Le château de verre de Jeannette Walls


Ma soeur a vu Le château de verre sur ma table basse et m’a dit : « Oh, j’ai lu ça. Il est une sorte de . . .  » puis elle s’est arrêtée et nous sommes restés tous les deux étrangement silencieux pendant une minute. « Bon, j’allais dire, c’est un peu comme nous, un peu, mais pas -« 

« Ouais, » dis-je. « Je n’allais pas le dire – parce que pas tout – »

« Oui, pas tout. »

Nous n’en avons plus reparlé.

Quand j’ai vu ce livre pour la première fois, je pense que je suis mort un peu à l’intérieur à cause de la couverture. je n’ai pas détesté Les secrets divins de la fraternité Ya Ya comme je détestais La chaise sirène ou (*frisson*) Bâtard de Caroline, mais quand il y a une petite fille sur la couverture d’un livre, qui a l’air toute innocente, c’est comme un film avec le mot « Education » dans le titre. Vous savez juste que vous êtes dans un voyage publié sur le canapé du psychiatre. Kiddy-sexe et introspection. Je ne dis pas que les gens ne devraient pas raconter leurs histoires (je veux dire, regardez-moi, je suis sur votre site Web pour raconter mes histoires), mais je pense que les gens devraient comprendre quelle est leur histoire avant d’essayer pour le dire. Ou du moins avant qu’ils ne me le fassent lire. Désolé, c’est un peu con de ma part de dire, mais je pense juste que beaucoup de livres avec des petites filles innocentes sur la couverture sont vraiment arrogants. Ils ont le sentiment que depuis qu’un homme a fait quelque chose d’horrible, tout ce que font les femmes, y compris danser autour d’un feu avec des amies ou prendre des amants exotiques, fait simplement partie du cercle d’amour de la guérison de la nature. Je suis tellement fan des femmes, et donc je le prends personnellement quand nous avons l’air d’abrutis.

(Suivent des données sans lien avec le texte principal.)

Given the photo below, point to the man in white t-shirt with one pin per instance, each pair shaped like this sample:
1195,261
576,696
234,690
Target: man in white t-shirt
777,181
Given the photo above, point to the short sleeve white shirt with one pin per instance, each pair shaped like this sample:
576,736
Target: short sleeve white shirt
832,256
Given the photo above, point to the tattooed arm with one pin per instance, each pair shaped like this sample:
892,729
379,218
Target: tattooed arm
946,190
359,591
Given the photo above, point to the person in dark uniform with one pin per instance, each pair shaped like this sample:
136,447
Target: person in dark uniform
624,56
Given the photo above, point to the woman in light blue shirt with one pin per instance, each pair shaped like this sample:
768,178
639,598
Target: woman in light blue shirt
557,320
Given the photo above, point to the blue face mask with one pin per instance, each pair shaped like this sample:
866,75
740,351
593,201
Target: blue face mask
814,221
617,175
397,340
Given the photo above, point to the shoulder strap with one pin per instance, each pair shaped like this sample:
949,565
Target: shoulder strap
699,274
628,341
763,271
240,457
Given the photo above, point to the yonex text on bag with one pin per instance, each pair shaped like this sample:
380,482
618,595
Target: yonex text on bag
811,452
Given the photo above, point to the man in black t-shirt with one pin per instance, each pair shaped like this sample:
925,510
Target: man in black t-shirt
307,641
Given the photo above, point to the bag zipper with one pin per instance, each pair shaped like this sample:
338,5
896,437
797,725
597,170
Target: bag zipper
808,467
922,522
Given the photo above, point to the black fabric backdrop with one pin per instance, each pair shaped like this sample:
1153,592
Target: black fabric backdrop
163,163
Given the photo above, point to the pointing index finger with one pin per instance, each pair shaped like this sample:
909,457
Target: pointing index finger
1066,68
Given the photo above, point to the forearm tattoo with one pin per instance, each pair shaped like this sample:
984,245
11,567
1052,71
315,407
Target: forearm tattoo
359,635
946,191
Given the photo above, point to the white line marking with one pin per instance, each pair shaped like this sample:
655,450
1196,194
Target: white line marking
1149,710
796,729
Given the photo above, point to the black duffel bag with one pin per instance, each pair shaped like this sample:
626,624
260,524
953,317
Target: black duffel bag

Ce livre n’a absolument rien à voir avec sa couverture. Je n’ai jamais écrit de critique dessus parce que je pense que c’est un livre parfait, et comment critiquer un livre parfait ? Je suis comme Wayne et Garth quand ils rencontrent Alice Cooper. Ce livre est mon Alice Cooper. Je suis sûr que ce ne serait pas l’Alice Cooper de tout le monde, mais pour moi, c’est exactement ce que devrait être un livre. Tout dans le livre est simple, concis et bourré d’action. Ça me fait rire et ça me fait pleurer. Les gens sont incroyables, mais profonds, intelligents et humains. À certains égards, je pense que ce livre est la grande histoire américaine, mais c’est l’histoire dont aucun de nous ne parle et que nous vivons tous. À d’autres égards, le livre est si spécifique et personnel à la famille Walls que je n’aurais jamais imaginé les histoires si on ne me les avait pas racontées.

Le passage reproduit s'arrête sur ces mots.